2015-12-14 12:40 GMT+01:00 Clemens Ladisch <clemens at ladisch.de>:

> Cecil Westerhof wrote:
> > I have a crontab job which uses a SQLite database. Sometimes this
> database
> > is locked because I used SQLite DB Browser, but did not Write or Revert
> > Changes. It looks like that when a database is locked there is a file
> with
> > the database name with -journal appended to it.
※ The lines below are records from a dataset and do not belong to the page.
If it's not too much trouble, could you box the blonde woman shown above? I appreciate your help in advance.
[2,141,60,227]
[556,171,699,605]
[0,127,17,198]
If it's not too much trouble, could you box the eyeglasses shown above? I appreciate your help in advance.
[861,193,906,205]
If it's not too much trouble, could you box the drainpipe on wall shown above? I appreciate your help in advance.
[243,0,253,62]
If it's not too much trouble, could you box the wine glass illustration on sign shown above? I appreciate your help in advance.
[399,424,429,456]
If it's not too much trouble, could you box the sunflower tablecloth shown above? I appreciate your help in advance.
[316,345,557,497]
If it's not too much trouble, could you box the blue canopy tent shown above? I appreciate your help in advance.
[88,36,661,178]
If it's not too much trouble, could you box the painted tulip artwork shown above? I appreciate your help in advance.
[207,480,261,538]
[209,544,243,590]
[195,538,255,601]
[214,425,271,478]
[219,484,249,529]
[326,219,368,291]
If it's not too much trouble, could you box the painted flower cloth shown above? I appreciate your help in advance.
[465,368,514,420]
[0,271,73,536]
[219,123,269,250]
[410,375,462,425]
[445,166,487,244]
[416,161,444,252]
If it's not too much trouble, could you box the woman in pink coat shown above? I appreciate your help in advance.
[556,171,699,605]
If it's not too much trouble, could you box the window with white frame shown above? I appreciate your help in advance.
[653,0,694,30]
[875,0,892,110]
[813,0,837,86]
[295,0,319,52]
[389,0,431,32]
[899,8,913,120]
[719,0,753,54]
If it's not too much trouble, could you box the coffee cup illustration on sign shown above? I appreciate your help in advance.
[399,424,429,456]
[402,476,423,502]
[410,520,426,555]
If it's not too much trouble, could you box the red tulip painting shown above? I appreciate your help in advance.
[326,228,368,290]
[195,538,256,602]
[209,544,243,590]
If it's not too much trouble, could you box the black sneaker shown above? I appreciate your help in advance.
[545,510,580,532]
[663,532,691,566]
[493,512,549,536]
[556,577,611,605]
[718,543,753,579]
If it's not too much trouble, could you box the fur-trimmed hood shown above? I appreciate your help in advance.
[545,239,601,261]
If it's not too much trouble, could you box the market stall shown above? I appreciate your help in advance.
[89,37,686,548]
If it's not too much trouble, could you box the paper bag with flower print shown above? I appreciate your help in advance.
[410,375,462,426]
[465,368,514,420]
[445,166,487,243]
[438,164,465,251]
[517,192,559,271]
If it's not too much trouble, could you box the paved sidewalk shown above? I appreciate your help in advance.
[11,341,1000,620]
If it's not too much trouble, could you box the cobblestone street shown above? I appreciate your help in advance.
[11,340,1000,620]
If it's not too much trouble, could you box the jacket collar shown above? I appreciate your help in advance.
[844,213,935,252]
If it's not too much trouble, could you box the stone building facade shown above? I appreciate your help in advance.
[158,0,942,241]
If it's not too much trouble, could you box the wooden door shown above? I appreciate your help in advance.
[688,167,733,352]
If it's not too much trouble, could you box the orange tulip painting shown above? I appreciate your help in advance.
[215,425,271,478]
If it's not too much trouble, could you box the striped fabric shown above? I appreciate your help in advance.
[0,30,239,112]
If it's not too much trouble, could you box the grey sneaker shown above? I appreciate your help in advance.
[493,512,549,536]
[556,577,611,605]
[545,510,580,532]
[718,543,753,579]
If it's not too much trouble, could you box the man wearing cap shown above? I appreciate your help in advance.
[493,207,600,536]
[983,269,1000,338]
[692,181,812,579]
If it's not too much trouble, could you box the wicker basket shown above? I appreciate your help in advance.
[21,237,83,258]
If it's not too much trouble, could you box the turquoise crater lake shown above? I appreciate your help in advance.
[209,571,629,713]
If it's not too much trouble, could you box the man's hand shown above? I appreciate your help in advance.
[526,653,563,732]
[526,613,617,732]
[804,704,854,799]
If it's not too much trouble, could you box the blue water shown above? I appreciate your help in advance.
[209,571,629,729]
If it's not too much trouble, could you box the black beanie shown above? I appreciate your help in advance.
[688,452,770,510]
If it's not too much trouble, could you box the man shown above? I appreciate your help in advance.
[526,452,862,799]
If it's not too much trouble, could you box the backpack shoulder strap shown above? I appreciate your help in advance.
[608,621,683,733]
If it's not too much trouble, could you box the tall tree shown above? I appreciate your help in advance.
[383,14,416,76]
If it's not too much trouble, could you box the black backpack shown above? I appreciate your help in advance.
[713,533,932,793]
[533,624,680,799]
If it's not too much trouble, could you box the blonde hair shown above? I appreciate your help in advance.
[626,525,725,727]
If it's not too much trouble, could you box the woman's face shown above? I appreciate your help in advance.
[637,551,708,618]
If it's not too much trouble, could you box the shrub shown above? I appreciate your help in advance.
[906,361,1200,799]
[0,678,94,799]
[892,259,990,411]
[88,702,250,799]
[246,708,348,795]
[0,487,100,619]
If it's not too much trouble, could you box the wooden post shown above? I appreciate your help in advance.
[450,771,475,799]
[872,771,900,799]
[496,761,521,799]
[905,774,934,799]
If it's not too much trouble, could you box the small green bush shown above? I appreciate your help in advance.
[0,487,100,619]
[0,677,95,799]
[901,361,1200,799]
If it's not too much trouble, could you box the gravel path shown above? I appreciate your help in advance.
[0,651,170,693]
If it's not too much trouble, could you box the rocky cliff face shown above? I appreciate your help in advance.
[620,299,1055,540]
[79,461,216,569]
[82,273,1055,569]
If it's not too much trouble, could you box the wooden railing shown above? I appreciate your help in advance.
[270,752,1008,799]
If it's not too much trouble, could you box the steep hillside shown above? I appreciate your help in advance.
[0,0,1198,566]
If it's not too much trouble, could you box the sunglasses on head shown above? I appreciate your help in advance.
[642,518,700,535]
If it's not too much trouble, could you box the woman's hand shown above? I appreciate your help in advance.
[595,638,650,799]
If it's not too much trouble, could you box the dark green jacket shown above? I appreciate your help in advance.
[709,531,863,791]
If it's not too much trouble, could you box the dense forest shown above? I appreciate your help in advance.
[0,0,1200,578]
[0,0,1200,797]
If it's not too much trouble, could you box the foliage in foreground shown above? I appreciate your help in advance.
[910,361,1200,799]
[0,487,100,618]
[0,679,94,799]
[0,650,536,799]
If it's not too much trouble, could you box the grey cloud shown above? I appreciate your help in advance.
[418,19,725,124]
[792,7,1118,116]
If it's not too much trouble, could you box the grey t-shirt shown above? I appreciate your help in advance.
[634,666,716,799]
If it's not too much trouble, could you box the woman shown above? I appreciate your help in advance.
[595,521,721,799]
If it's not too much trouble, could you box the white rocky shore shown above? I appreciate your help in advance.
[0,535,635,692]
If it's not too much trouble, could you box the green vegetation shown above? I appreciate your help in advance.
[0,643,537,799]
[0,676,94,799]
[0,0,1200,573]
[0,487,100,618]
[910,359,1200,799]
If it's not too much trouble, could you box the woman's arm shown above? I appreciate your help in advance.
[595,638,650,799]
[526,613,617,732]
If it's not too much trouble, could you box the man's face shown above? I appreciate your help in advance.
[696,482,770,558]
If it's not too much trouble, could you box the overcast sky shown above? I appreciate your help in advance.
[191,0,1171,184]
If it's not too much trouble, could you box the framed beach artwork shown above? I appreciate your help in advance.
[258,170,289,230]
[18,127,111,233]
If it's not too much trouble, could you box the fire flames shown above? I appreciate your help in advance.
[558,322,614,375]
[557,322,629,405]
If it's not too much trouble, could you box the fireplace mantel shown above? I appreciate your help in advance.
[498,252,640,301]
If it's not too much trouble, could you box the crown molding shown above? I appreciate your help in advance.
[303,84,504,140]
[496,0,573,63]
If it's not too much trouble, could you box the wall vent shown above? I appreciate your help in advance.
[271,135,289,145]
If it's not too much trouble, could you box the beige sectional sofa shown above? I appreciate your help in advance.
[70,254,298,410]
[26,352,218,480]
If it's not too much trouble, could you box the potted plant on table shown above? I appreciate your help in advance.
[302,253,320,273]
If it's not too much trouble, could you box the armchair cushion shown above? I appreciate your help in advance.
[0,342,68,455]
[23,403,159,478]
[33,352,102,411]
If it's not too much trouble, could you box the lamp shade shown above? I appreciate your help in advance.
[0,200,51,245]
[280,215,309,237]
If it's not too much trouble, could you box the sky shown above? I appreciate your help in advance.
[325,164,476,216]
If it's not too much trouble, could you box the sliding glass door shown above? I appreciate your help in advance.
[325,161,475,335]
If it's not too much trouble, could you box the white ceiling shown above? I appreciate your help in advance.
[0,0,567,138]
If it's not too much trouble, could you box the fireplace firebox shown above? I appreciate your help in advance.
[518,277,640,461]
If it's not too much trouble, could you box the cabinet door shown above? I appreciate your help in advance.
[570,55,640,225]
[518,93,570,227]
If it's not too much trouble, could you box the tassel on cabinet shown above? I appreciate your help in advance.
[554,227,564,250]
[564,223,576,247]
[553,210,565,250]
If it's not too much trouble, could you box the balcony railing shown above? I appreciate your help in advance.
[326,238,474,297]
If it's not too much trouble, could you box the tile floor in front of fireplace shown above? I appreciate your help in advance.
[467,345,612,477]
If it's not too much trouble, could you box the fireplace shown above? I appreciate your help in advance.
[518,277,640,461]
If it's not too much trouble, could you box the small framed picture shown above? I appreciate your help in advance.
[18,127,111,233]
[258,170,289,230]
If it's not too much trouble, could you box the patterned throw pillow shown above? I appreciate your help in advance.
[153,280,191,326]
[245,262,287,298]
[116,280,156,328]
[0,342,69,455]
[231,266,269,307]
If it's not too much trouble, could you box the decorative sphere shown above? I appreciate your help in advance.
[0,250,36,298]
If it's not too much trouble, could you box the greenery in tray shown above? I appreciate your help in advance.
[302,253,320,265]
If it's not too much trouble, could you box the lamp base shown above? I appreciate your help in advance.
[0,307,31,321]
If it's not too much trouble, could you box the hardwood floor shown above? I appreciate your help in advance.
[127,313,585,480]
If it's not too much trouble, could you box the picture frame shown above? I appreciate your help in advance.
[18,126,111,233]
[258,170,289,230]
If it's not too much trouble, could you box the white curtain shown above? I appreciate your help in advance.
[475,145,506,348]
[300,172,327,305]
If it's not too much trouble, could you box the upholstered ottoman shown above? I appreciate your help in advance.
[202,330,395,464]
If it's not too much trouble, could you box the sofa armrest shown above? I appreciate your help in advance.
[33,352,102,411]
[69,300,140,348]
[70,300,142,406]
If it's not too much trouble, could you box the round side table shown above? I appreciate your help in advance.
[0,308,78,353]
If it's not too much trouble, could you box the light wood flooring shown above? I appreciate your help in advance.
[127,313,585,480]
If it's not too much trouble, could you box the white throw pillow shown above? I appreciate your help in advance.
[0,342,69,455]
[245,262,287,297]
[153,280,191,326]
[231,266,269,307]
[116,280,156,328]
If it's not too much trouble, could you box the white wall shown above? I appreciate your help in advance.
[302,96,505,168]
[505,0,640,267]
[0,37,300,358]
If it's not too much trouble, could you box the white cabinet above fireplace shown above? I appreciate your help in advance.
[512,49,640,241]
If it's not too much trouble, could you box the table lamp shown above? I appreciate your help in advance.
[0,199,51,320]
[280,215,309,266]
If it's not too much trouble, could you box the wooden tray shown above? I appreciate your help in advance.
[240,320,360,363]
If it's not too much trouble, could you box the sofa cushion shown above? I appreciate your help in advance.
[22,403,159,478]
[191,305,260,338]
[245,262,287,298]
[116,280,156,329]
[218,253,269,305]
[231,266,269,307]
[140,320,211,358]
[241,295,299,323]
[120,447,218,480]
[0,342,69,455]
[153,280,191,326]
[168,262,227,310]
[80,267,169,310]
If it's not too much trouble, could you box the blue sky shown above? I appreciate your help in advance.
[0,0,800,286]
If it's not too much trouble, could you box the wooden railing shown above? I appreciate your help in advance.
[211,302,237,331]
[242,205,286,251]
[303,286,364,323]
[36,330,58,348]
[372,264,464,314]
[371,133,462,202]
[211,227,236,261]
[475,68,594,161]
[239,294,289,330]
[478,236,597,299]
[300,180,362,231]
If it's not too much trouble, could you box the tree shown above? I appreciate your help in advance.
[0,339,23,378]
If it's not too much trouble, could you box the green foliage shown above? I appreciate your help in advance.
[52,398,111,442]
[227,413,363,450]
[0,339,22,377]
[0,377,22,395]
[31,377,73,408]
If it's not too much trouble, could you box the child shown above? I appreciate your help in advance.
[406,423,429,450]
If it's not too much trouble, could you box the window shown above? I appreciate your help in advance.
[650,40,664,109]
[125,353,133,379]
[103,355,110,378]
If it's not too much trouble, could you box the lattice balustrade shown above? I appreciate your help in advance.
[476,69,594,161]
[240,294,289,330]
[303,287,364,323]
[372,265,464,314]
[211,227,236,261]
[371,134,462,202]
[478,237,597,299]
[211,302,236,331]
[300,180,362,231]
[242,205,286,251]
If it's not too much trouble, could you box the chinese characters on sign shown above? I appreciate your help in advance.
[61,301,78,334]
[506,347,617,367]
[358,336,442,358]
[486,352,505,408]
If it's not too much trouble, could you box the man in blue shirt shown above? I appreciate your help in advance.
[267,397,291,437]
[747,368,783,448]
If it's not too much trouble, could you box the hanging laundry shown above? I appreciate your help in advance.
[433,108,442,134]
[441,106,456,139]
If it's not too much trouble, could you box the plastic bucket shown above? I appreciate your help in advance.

Can I count on this?
>
> The -journal file exists when there is some changed data that might
> need to be rolled back.  It is possible for the DB to be locked before
> some changed data is actually written.
>
> In WAL mode, there is no journal.  (And if your job is read only, it
> then would not be blocked by concurrent writes.)
>

?No, I need to write also.?




> > Then I could write a script to warn me about the lock.
>
> You could use SQLite to check whether the DB is locked:
>
>   if ! sqlite3 my.db "begin immediate"; then
>     echo "is locked"
>   fi
>

?Thanks, I improved a little on it:
sqlite3 "${DATABASE}" "begin immediate" 2>/dev/null
errorCode="${?}"
if [[ "${errorCode}" -eq 5 ]] ; then
    printf "${DATABASE} is locked\n"
elif [[ "${errorCode}" -ne 0 ]] ; then
    printf "Error ${errorCode} while accessing ${DATABASE}\n"
else
    printf "${DATABASE} is free\n"
fi

I saw that when it is locked I get back a 5. Is this always the case? In
this way I can see the difference between a lock and another error.

?If this code is correct I rewrite it for crontab. ;-)?